# Possible new immigration laws under Obama!?!?!



## mrees007 (Jan 8, 2009)

I read on these threads that President Obama might change the immigration laws to the USA... maybe for the best or maybe for the worse (more than likely the latter knowing the world economic state)...

... but when (if he does) is that due to happen, if it happens this year?

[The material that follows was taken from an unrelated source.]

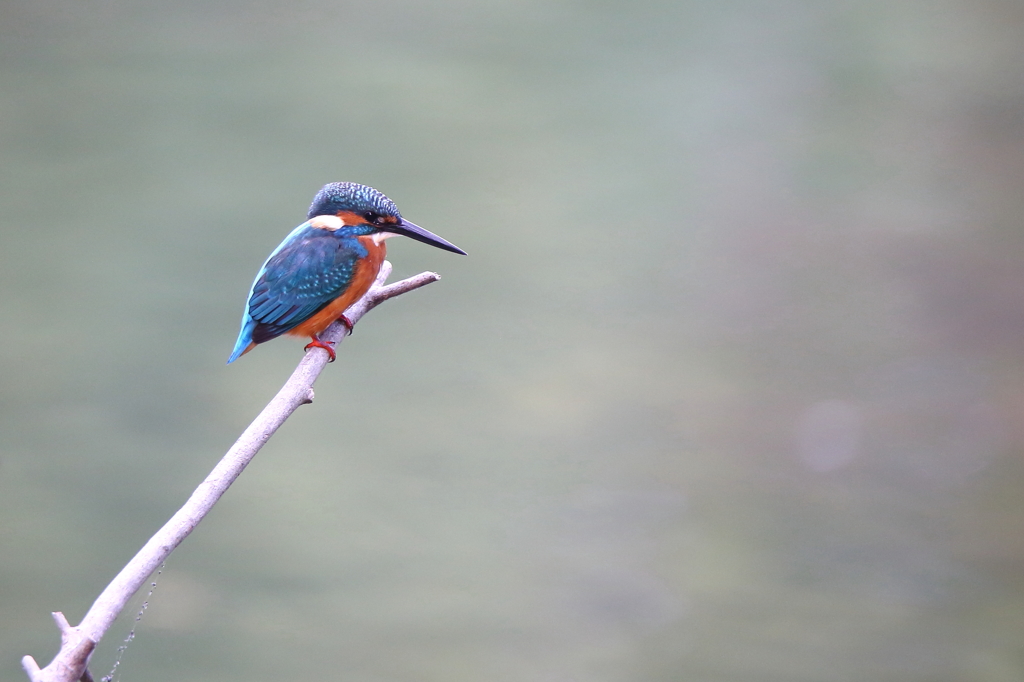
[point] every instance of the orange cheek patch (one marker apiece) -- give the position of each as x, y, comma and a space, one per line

I wish they had a point system like in Canada and Australia.


----------



## ChungyUK (Feb 27, 2008)

don't we all lol


----------



## Bevdeforges (Nov 16, 2007)

At the risk of being less than positive here, I don't get the feeling that immigration reform is a very high priority issue just now in the US - especially given that it seems many of the illegal immigrants have started going home, based on the dismal economy.
Cheers,
Bev


----------



## mrees007 (Jan 8, 2009)

Bevdeforges said:


> At the risk of being less than positive here, I don't get the feeling that immigration reform is a very high priority issue just now in the US - especially given that it seems many of the illegal immigrants have started going home, based on the dismal economy.
> Cheers,
> Bev


I was only saying as there were people saying that the green card lottery might be taken away.


----------



## twostep (Apr 3, 2008)

This rumor has been going around. On the other hand - H1B has turned into a lottery.


----------



## frenchie (Dec 12, 2008)

I highly doubt he is going to do anything, he just has too much on his plates. And let's face it, no politician cares about USCIS being backlogged, family being separated by continents... I read his agenda on whitehouse.gov website and he wants to legalize illegal aliens. Great,way to reward people for breaking the law!

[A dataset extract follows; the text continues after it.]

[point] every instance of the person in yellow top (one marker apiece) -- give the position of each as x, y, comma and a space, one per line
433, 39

I hope that the green card lottery doesn't go away! I think it is great that you have that possibility when you don't fit into any of the immigrant visas.


----------



## Tiffani (Dec 4, 2007)

if anything does change during his administration, it'll be after he's fixed the economy, closed out the war in Iraq, shifted the war in Afghanistan (or won it), established peace in the middle east, and solved the climate crisis

Immigration is not a top priority now for most Americans. When we have spare cash, we can afford to worry about the illegal aliens. When we're all losing our jobs, we don't worry so much about who's coming over and who's not.


----------



## synthia (Apr 18, 2007)

Unless, of course, we are afratid they are the reason we aren't getting jobs. The recession is having a big effect in Mexico, where even legal US residents are returning to Mexico because they don't have work in the US. And the money sent back by Mexicans working in the US is decreasing, too. So, while things are bad here, I've read that illegal immigration has slowed.


----------



## Fatbrit (May 8, 2008)

Well I'm expecting a major immigration bill in the next year. Immigration is a contentious issue that can really cost votes whichever way you play it. At the moment the Democrats have the most power any party gets under the Constitution -- and they will lose seats in 2010 regardless of the direction the country takes. So it makes sense to get a badly needed fix for this broken system through in the first year.


----------